A fun day on land only to come back to...


----------



## krisscross (Feb 22, 2013)

Dang...really depressing... but a rather careless anchoring on their part. 
What kind of boat was it?


----------



## capta (Jun 27, 2011)

I found the statement about most in the Med not using a snub line curious. Why wouldn't they? And even if *they* don't why would one stop if they had the gear and had used it previously? Didn't Sea Dog cross the Atlantic from somewhere most do use snubs? 
Of course, the lesson here is that your chain should be secured to the boat with a line that *won't* part until you cut it, right? One of the few places where we use Dyneema!


----------



## Lazerbrains (Oct 25, 2015)

Sorry to see that, but it does beg a few questions:

1). Why no chain stopper or cleat? They really put all the stress of the anchor line on the windlass? That seems foolish IMHO, and manufacturers even tell you not to do it.
2). So what if others aren't using a snubber? As my mom used to say, "If everyone else is jumping off a cliff, it doesn't mean you have to also." 
3). Seems like their are many other boats in the anchorage, and that the boat drifted quite a bit.  Did no-one notice the boat had lost anchor and was drifting towards the rocks?

OK, so last one isn't their fault, but the first two are.
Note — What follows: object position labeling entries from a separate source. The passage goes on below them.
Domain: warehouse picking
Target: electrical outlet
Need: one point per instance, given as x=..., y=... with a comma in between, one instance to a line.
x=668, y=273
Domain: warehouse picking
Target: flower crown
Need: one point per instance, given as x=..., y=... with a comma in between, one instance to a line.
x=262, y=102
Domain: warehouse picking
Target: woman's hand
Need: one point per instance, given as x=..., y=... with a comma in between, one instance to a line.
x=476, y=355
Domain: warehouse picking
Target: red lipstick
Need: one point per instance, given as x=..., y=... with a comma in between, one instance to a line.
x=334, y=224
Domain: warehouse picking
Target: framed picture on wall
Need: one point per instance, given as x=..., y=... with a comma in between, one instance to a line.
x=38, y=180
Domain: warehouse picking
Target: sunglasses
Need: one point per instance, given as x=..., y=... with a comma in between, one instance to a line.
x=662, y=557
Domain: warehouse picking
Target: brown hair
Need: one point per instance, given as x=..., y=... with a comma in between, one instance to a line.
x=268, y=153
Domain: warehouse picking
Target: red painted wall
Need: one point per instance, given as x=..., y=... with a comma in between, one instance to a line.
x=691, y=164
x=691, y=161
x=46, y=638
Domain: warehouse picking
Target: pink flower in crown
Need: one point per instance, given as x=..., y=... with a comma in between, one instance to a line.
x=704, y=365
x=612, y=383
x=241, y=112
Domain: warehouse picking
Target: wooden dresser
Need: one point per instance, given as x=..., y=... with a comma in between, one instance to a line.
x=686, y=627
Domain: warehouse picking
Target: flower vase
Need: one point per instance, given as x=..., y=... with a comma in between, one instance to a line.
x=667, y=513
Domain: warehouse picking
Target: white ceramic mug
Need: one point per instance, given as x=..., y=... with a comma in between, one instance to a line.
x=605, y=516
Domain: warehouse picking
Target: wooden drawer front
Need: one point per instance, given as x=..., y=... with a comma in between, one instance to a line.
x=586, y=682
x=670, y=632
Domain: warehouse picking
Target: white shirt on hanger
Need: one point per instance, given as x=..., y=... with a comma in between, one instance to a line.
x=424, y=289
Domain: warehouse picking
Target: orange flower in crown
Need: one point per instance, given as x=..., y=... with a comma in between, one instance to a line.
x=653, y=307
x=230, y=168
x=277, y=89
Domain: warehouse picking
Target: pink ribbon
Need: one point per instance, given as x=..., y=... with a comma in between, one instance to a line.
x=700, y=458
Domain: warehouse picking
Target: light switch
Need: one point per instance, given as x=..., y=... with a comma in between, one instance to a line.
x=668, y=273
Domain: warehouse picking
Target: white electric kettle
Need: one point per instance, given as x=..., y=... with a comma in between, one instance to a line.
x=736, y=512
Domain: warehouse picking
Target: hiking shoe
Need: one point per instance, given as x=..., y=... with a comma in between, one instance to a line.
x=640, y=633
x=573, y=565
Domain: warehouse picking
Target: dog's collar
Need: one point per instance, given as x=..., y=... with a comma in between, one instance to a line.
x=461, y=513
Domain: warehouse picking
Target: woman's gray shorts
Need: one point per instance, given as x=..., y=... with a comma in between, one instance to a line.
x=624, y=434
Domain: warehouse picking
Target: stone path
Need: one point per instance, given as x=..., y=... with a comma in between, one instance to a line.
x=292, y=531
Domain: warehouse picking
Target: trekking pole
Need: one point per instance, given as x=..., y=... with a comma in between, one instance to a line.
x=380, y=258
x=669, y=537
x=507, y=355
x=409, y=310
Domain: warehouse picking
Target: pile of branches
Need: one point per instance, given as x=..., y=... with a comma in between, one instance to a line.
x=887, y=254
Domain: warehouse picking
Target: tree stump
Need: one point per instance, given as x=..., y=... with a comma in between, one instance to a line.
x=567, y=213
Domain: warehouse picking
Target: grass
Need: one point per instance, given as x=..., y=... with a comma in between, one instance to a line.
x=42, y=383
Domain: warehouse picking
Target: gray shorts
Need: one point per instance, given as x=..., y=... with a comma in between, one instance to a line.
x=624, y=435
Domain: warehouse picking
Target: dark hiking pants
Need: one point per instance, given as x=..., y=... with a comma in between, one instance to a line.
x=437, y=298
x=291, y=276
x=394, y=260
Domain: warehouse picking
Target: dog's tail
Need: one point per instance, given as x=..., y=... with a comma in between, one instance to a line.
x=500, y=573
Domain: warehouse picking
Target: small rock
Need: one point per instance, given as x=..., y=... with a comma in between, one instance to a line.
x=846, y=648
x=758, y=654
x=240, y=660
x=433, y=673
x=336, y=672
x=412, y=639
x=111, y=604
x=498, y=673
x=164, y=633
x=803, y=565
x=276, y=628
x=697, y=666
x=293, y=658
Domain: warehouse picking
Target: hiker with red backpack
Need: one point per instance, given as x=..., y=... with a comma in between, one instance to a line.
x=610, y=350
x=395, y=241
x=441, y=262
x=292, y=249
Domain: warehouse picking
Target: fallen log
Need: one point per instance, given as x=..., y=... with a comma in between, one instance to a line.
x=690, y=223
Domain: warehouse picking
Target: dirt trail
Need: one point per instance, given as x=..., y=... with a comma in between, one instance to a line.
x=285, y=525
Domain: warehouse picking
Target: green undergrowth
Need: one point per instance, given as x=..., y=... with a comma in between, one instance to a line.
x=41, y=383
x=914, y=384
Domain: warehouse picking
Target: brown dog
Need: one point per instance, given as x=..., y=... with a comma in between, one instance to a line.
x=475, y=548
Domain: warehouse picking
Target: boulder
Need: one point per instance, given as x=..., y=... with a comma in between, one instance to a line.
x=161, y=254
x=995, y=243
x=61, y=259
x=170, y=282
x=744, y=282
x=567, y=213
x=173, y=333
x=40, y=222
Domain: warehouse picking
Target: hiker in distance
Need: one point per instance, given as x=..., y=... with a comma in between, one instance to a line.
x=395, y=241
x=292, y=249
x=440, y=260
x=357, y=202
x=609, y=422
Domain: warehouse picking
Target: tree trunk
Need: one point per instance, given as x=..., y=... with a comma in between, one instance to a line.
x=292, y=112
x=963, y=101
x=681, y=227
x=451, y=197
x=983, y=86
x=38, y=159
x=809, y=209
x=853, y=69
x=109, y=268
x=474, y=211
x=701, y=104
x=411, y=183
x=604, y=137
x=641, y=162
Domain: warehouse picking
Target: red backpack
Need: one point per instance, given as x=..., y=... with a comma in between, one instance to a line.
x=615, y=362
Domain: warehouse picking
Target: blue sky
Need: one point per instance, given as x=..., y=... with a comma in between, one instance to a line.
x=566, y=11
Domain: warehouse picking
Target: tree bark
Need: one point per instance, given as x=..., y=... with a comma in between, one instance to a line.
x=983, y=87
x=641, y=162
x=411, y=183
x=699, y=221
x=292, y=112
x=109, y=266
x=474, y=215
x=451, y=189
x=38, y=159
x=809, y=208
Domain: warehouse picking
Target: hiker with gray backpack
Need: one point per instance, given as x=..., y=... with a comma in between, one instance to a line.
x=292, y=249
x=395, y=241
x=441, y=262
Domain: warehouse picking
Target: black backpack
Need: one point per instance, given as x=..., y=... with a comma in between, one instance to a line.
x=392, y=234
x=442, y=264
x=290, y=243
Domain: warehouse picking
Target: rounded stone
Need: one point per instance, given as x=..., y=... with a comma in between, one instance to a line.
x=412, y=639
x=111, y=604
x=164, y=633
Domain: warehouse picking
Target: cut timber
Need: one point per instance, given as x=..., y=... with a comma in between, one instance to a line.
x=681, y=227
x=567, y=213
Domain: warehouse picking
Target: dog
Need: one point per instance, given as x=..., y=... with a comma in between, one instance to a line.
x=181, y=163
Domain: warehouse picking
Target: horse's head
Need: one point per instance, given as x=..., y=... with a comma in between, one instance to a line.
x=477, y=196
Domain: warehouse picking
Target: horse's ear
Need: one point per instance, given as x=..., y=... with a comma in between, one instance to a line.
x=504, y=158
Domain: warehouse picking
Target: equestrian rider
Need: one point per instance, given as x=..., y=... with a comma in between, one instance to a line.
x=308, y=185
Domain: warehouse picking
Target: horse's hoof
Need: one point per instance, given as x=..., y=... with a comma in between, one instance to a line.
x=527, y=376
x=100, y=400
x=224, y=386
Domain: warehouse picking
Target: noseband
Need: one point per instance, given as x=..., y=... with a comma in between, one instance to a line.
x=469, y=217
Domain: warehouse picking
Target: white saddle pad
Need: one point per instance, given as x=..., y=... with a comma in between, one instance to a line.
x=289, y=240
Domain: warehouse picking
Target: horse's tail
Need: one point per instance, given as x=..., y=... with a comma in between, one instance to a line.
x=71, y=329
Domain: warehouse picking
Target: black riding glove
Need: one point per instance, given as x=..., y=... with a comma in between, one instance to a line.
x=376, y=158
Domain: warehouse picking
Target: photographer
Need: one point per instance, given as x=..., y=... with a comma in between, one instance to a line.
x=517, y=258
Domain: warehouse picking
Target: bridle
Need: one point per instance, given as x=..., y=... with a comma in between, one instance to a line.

Seems a bit silly to blame it on "3 foot wakes from the ferry boats" when you did nothing to anchor properly for the environment. 

Absolutely terrible to see the carnage from the salvage operation, who seemed every bit as incompetent as the sailor who improperly anchored.


----------



## Sal Paradise (Sep 14, 2012)

Dammit why did I watch that... Really sad.


----------